In the structure of Cd(HgI2)2(HgII)3O4(CrO4)2, the “basic” oxygen atoms are represented by O4 and O5, both being bound to three mercury cations and one cadmium cation. The two types of [OHg3Cd] tetrahedra are considerably distorted, with O–M distances between 2.002(8) and 2.692(9) Å and M–O–M angles ranging from 98.6(3) to 123.5(4)°. Based on the alternative description by using oxygen-centred polyhedra, the [OHg3Cd] tetrahedra are linked through common edges (Cd---Hg2) and corners (Cd, Hg1, Hg4) into sheets with a width of two tetrahedra parallel (001). Adjacent sheets are connected along [001] through the Hg–Hg bond of the Hg2–Hg3 dumbbell. The remaining [CrO4] tetrahedra are situated in the voids of this arrangement and connected to the “basic” metal-oxygen network through additional Cd–O and Hg–O bonds (Figure 6).
The “basic” O atoms in the crystal structures of Cd(HgII)4O4(CrO4) and Zn(HgII)4O4(CrO4) are atoms O1–O4. In the cadmium-containing structure, O1 is surrounded distorted tetrahedrally by two Hg2+ and two Cd2+ cations (bond lengths range 2.045(7)–2.421(6) Å, bond angles range 96.3(2)–118.6(3)°), O2 from one Cd2+ and three Hg2+ cations (2.062(6)–2.667(6) Å; 88.8(2)–117.8(3)°) and O4 from four Hg2+ cations (2.014(7)–2.838(8) Å; 93.1(3)–122.2(3)°). With two Hg2+ and one Cd2+ cation, O3 has only three bonding partners (2.026(6)–2.237(6) Å; 107.9(3)–119.6(3)°) that form a distorted trigonal-pyramidal polyhedron. The different types of [OM4] tetrahedra (M = Hg, Cd] and the [OHg2Cd] trigonal pyramid are linked by sharing vertices and edges into a three-dimensional framework.
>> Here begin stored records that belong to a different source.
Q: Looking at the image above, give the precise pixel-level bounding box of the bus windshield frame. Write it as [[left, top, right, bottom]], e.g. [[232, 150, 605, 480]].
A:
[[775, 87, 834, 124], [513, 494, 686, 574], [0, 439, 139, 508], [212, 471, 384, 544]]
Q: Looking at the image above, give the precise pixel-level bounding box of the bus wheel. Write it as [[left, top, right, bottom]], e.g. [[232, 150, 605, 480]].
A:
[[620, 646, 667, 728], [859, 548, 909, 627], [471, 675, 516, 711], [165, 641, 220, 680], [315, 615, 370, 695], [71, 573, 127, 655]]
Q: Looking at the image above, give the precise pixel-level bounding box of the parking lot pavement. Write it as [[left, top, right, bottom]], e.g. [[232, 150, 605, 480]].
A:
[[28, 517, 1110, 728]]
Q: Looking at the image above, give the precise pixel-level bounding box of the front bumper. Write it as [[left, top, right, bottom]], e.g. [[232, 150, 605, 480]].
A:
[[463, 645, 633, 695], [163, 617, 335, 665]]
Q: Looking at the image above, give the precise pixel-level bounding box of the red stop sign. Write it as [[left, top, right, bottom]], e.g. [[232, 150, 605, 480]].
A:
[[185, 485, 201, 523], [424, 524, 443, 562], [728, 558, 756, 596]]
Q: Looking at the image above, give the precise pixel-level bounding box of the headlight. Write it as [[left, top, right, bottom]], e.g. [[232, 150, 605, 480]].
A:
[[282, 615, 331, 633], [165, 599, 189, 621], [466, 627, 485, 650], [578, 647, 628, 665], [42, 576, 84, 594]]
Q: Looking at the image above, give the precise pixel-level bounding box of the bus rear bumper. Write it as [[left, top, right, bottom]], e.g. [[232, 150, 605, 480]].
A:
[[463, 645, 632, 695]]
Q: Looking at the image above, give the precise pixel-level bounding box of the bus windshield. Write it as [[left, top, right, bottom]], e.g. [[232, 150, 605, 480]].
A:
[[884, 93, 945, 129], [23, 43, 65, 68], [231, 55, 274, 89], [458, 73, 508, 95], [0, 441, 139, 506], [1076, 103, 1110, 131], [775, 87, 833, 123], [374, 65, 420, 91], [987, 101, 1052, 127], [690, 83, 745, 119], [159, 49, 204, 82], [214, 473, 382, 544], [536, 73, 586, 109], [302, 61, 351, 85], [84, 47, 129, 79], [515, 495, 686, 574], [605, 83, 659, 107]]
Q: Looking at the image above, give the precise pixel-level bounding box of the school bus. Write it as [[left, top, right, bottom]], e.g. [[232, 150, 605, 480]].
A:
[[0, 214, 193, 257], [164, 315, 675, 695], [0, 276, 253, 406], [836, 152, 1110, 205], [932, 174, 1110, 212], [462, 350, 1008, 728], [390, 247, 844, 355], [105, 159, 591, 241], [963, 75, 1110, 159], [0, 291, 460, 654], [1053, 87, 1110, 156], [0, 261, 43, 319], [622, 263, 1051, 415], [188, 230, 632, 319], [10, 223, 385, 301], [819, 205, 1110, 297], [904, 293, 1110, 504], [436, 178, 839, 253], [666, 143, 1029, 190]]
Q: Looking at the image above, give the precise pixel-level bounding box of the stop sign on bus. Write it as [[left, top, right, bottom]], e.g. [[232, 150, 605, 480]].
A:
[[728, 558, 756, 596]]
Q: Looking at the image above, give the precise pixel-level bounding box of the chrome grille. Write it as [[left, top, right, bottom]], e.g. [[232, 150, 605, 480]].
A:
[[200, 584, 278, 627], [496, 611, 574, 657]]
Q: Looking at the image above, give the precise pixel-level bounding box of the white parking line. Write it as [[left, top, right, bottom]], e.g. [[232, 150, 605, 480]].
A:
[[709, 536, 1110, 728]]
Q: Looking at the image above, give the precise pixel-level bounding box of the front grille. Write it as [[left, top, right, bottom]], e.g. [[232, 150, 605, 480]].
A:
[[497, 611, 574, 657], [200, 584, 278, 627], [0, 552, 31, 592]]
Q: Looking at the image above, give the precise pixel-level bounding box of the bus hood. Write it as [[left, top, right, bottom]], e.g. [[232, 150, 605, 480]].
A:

Like in the structure of Cd(HgI2)2(HgII)3O4(CrO4)2, the tetrahedral [CrO4] groups in the Cd(HgII)4O4(CrO4) structure are located in the voids of this arrangement and are connected with the framework through additional M–O bonds (Figure 7).
The above discussed similarities between the Cd(HgII)4O4(CrO4) and Zn(HgII)4O4(CrO4) crystal structures are also valid by using oxygen-centred polyhedra as an alternative description. The general structural set-up of Zn(HgII)4O4(CrO4) is likewise accomplished by edge- and vertex-sharing of oxygen-centred polyhedra with [CrO4] tetrahedra in the free space and completion of the cohesion through additional M–O bonds (Figure 8). However, one of the oxygen-centered polyhedra is distinctly different. While O1 and O2 are again surrounded tetrahedrally by Hg2+ and Zn2+ cations (2.009(6)–2.805(8) Å, 87.0(2)–123.8(3)°; 2.027(6)–2.325(7) Å, 98.8(3)–116.7(3)°), and O3 in the form of a trigonal pyramid by two Hg2+ and one Zn2+ cations (2.015(6)–2.045(8) Å, 112.5(3)–123.2(4)°), O4 has increased the number of Hg cations to which it is bound from four to five. The resulting coordination polyhedron is that of a distorted trigonal bipyramid, with the τ5 index [34] being 0.90 [35]. The O4–Hgequatorial bond lengths and corresponding angles range between 2.024(6) and 2.728(7) Å and 117.8(3)–121.6(3)°, respectively; the O4–Hgaxial bond lengths are 2.819(7) and 2.933(7) Å with an angle Hg1–O4–Hg3 of 175.5(2)°.
Bond valence sums (BVS) [36], using the bond valence parameters of Brese and O’Keeffe [37], were calculated for the three structures. The results are reasonably close to the expected values (in valence sums) of 1 for mercurous Hg, 2 for mercuric Hg, 2 for Cd and Zn, 6 for Cr and 2 for O (Table 2). The global instability index GII was used as a measure of the extent to which the valence sum rule is violated [36]. The resultant GII values of 0.14 v.u. for Cd(HgI2)2(HgII)3O4(CrO4)2, 0.14 v.u. for Cd(HgII)4O4(CrO4) and 0.11 v.u. for Zn(HgII)4O4(CrO4) indicate stable structures with some lattice-induced strain [38].

3. Materials and Methods

3.1. Preparation

For the hydrothermal experiments, Teflon containers with an inner volume of 5 mL were used. The metal oxides HgO, CrO3 and ZnO (CdO), all purchased from Merck (Darmstadt, Germany), were used without further purification. 1 mmol HgO, 0.5 mmol CrO3, and 0.5 mmol ZnO (CdO) were mixed, placed in a Teflon container and poured with 3 mL water. The container was sealed with a Teflon lid, placed in a steel autoclave, heated at 215 °C for one week and cooled within 12 h to room temperature. In both cases (cadmium- and zinc-containing batches) the final supernatant solution was colourless (pH ≈ 8), and the different crystal colours and forms indicated multi-phase formation. The solid reaction products were filtered off with a glass frit, washed with water, ethanol, and acetone and air-dried. In both the cadmium- and the zinc-containing batch, dark-red crystals of wattersite [22] were identified as the main product. In the cadmium-containing batch the two title compounds, Cd(HgI2)2(HgII)3O4(CrO4)2 and Cd(HgII)4O4(CrO4), were obtained as dark-red rods and orange plates, respectively, in an estimated ratio of 1:2. In the zinc-containing batch, orange plates of Zn(HgII)4O4(CrO4) could be isolated as a minor product.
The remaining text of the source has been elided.